Closes the AZ-484 cycle: - retro_2026-05-11.md: 5 patterns identified (code-review-PASS does not imply runtime PASS; spec-authorship under-specifies wire format / test sites; NFR test-spec entries decoupled from runner scripts; pre-existing module doc staleness; pre-existing security Mediums now visible). Top-3 actions ranked by impact, with target rule/skill files and owners. - structure_2026-05-11.md: baseline structural snapshot for future retro deltas (6 components, 12 ProjectReference edges, 0 cycles in import graph, 0 net architecture violations, 1 frozen contract, ~14% contract coverage). - LESSONS.md: header rewritten to describe the two-layer format (deep lessons + 15-entry ring buffer); appended 3 new ring-buffer entries (testing/process/estimation) sourced from this retro. - _autodev_state.md: cycle 2 starting at Step 9 New Task. Co-authored-by: Cursor <cursoragent@cursor.com>
10 KiB
Retrospective — Cycle 1 (AZ-484, 2026-05-11)

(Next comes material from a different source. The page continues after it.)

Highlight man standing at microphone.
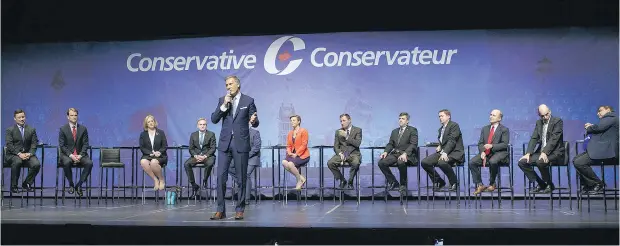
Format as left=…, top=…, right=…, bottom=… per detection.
left=211, top=75, right=258, bottom=220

Cycle: 1 (Phase B feature cycle, single task) Tasks: AZ-484 — Multi-source tile storage schema Mode: cycle-end (autodev Step 17) Previous retro: none — this is the baseline retro for Phase B; no trend comparison possible.
1. Implementation Metrics
| Metric | Value |
|---|---|
| Tasks implemented | 1 (AZ-484) |
| Batches | 1 (#25 — numbering continues from Phase A) |
| Avg tasks / batch | 1.0 |
| Complexity points delivered | 5 SP (within the user-rule preferred 2–5 SP band) |
| Avg complexity / batch | 5.0 |
| Source files modified (production) | 4 |
| Source files added (production) | 3 (migration 013, TileSource.cs, TileSourceConverter.cs) |
| Test files modified / added | 4 modified, 1 added (TileSourceConverterTests) |
| Doc files updated in this cycle (Steps 12–17) | 13 modified, 8 added |
| Migrations added | 1 (013_AddTileSourceAndCapturedAt.sql — transactional) |
2. Quality Metrics
| Metric | Value |
|---|---|
| Code review pass rate | 1/1 = 100% (PASS) |
| Code review findings — Critical | 0 |
| Code review findings — High | 0 |
| Code review findings — Medium | 0 |
| Code review findings — Low | 0 |
| Code review FAIL count | 0 |
| Auto-fix attempts during code review | 0 |
| Post-code-review test-failure iterations | 2 (see §5 Pattern 1) |
| Security audit verdict | PASS_WITH_WARNINGS |
| Security findings introduced by AZ-484 | 0 |
| Security findings pre-existing surfaced this cycle | 5 Medium + 5 Low |
3. Structural Metrics (snapshot: structure_2026-05-11.md)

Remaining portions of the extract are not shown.